Paraneoplastic pemphigus is a recently described form of pemphigus that occurs in association with underlying neoplasms [38, 39]. PNP is unique and distinct from the classic forms of pemphigus vulgaris and foliaceus by clinical, histologic, and immunopathologic criteria. The associated neoplasms are non-Hodgkin’s lymphoma (42 %), chronic lymphocytic leukemia (29 %), Castleman’s tumor (10 %), malignant and benign thymoma (6 %), spindle cell neoplasms (reticulum cell sarcoma) (6 %), and Waldenstrom’s macroglobulinemia (6 %). The combination of non-Hodgkin’s lymphoma and chronic lymphocytic leukemia represents almost two thirds of cases. Castleman’s disease, which is a very rare lymphoproliferative lesion, is the third most commonly associated neoplasm. The absence of common tumors, such as adenocarcinoma of breast or bowel and squamous cell carcinomas, is notable.

The most constant clinical feature of paraneoplastic pemphigus is the presence of intractable stomatitis (Fig. 33.6). The severe stomatitis is usually the earliest presenting sign and after treatment it is the one that persists and is extremely resistant to therapy. This stomatitis consists of erosions and ulcerations that affect all surfaces of the oropharynx and characteristically extend onto the vermillion of the lip. Most patients also have a severe pseudomembranous conjunctivitis with scarring. Esophageal, nasopharyngeal, vaginal, labial, and penile mucosal lesions may also be affected.

The cutaneous lesions are quite polymorphic and may appear as erythematous macules, flaccid blisters and erosions resembling pemphigus vulgaris, tense blisters resembling bullous pemphigoid, erythema multiforme-like lesions, and lichenoid eruptions. Extensive cases show clinical resemblance with toxic epidermal necrolysis (TEN). The occurrence of blisters and erythema multiforme-like lesions on the palms and soles can be used to clinically differentiate paraneoplastic pemphigus from pemphigus vulgaris. Cutaneous lichenoid eruptions are very common together with severe stomatitis. In the chronic form of the disease lichenoid eruption may predominate over blistering lesions.

Paraneoplastic pemphigus is the only form of pemphigus that has involvement of non-stratified squamous epithelia. Approximately, 30–40 % of patients develop pulmonary symptoms [42, 43]. The earliest symptoms are progressive dyspnea, and pulmonary function studies show airflow obstruction, involving large and small airways, as seen in bronchiolitis obliterans, which can be fatal through respiratory failure. Recently, it has been demonstrated that the ectopic expression of Dsg3 or other epidermal antigens in the lung in the form of squamous metaplasia, which is often found in the lungs of PNP patients, is able to render the lung a target organ in PNP [44].
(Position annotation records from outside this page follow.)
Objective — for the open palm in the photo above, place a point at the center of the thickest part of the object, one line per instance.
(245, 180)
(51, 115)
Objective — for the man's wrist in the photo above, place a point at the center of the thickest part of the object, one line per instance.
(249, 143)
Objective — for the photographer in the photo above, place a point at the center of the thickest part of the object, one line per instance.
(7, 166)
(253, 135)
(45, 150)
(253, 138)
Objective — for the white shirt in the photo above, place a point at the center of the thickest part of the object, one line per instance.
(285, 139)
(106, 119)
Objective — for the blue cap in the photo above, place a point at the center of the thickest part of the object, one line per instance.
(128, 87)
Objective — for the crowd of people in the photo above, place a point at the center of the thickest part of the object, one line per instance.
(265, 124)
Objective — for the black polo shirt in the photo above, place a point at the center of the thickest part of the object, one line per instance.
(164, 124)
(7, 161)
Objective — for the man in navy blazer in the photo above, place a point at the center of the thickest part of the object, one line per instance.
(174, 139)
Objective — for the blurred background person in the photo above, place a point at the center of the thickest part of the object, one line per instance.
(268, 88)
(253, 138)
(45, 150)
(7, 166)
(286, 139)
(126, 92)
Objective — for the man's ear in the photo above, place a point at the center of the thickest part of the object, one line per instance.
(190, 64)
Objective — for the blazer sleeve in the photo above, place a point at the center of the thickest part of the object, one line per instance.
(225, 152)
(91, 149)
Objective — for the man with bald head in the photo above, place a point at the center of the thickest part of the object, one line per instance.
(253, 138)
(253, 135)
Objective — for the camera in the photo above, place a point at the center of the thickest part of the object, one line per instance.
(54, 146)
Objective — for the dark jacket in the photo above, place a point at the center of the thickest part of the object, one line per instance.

The characteristic histological finding of the classic form of pemphigus is intraepidermal blister formation due to loss of cell-to-cell adhesion (acantholysis) of keratinocytes without keratinocyte necrosis. In pemphigus vulgaris, acantholysis usually occurs just above the basal cell layer (suprabasilar acantholysis) (Fig. 33.7). A few rounded up (acantholytic) keratinocytes as well as clusters of epidermal cells are often seen in the blister cavity. Although the basal cells lose contact with their neighbors, they maintain their attachment to the basement membrane, thus giving the appearance of a “row of tombstones”. Eosinophilic spongiosis can be also seen in very early lesions of pemphigus.